Elizabeth Barker, director and chief curator of the Mead Art Museum, writes about the books on her bedside table:

Today, as I mark the beginning of my third year at Amherst, I’ve been reflecting on my good fortune. I work with enviably intelligent colleagues and students and marvelous works of art. And I live in the most spacious accommodations of my adult life. My bedside table—a surface roughly equivalent to that of my entire bedroom in Manhattan—actually holds most of my current reading.

Three stacks punctuate the expanse. Farthest from reach are the volumes I’m savoring: several months of Poetry magazine; James Elkins’s The Object Stares Back, which unpacks the processes of visual perception and thereby complicates our understanding of the ways in which we see art; David Carrier’s Museum Skepticism, a compelling history of public museums with unsettling implications for their future as social institutions; and Caroline Elam’s Roger Fry and the Re-Evaluation of Piero della Francesca, an assessment of the great 20th-century critic’s reclamation of the 15th-century painter as a proto-Modernist by a leading 21st-century thinker. This book might be described as an art historian’s intellectual “turducken,” that semi-mythical delectation of a turkey stuffed with a duck, stuffed with a chicken.

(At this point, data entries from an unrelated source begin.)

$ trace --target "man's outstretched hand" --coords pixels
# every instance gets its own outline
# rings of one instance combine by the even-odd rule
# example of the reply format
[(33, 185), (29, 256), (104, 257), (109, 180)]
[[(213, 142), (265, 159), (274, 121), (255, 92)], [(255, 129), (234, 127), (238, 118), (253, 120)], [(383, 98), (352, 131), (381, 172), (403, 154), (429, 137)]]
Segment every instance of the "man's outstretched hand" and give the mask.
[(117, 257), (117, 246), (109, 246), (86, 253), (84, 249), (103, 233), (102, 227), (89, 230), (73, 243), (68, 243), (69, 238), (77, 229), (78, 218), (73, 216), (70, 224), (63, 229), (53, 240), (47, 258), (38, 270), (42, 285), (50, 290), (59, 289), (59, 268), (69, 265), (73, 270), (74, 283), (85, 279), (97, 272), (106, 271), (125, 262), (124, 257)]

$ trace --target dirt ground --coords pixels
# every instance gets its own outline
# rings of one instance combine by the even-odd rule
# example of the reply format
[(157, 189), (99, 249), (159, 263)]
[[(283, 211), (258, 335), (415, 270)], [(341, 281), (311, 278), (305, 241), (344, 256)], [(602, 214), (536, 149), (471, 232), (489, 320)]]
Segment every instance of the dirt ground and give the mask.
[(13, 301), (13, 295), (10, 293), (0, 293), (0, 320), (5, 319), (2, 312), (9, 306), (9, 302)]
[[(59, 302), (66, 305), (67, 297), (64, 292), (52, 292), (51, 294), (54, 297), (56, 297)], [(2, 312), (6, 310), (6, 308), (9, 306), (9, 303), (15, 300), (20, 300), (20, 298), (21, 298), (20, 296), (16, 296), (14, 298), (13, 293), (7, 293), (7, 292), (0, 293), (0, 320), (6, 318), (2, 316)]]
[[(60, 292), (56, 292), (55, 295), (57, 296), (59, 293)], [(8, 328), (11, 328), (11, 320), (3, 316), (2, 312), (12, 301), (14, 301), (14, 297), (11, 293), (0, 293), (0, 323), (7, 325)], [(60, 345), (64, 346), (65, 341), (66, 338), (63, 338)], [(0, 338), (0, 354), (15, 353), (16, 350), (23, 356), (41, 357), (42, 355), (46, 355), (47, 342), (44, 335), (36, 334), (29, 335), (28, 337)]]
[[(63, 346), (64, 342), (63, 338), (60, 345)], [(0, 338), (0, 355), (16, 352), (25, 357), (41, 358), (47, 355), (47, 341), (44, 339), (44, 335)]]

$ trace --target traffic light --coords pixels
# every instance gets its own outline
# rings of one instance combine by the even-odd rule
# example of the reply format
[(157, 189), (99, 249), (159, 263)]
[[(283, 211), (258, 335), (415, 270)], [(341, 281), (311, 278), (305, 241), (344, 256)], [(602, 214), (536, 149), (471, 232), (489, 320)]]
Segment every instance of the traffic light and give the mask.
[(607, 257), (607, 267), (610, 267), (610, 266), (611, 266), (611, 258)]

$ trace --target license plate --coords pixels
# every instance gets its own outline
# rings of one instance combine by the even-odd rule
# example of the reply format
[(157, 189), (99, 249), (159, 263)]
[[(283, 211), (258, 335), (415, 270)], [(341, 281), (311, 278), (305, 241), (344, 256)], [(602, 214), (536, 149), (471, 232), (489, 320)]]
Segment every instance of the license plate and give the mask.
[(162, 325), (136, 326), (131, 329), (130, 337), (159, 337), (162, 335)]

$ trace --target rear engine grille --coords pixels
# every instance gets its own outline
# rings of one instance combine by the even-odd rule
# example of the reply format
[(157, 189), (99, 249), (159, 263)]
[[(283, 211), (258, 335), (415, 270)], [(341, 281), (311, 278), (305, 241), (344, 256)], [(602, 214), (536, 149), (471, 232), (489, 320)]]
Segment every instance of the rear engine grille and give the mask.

In the middle are volumes in limbo, including a handful of books I neither adore nor wish to relinquish (and which it would be tactless to mention here), as well as a book I enjoy but find necessary to read in small doses: Nicholson Baker’s Double Fold: Libraries and the Assault on Paper. Baker describes the systematic destruction of archival newspapers as part of a national trend, initially informed by Cold War military agendas and later spurred by federal funding initiatives, in which a limited number of (often flawed) photographic replicas have come to replace unique original artifacts. Baker’s compelling story of the recent and sometimes total destruction of America’s newspapers makes for infuriating reading, and—learning my lesson after suffering sleepless nights in the early chapters—I’ve limited my intake to daylight hours.
   
Within easiest grasp are the books I’m actively reading. Anchoring the stack is the thousand-page Black Lizard Big Book of Pulps, an anthology of popular crime stories from the 1920s, 1930s and 1940s. Although the action can be too violent for my taste, Dashiell Hammett’s and Raymond Chandler’s tough metaphors can be laugh-out-loud satisfying. Next is Ingo Schulze’s New Lives, a brilliant German novel. Set in East Germany in the years leading up to reunification, it provides a fractured glimpse into the life of Enrico Türmer, a flawed but engaging protagonist. Schulze complicates his epistolary form—in which Türmer subtly alters his description of events in letters to different recipients—by including drafts of the protagonist’s semi-autobiographical novel and inserting bitingly critical editorial footnotes. It must have been as satisfying to write as it is to read.

Lastly, on top of the nearest pile is a paperback I’ve just started, Julian Barnes’s Arthur and George. On the basis of its first 30 pages, I’m happy to recommend it.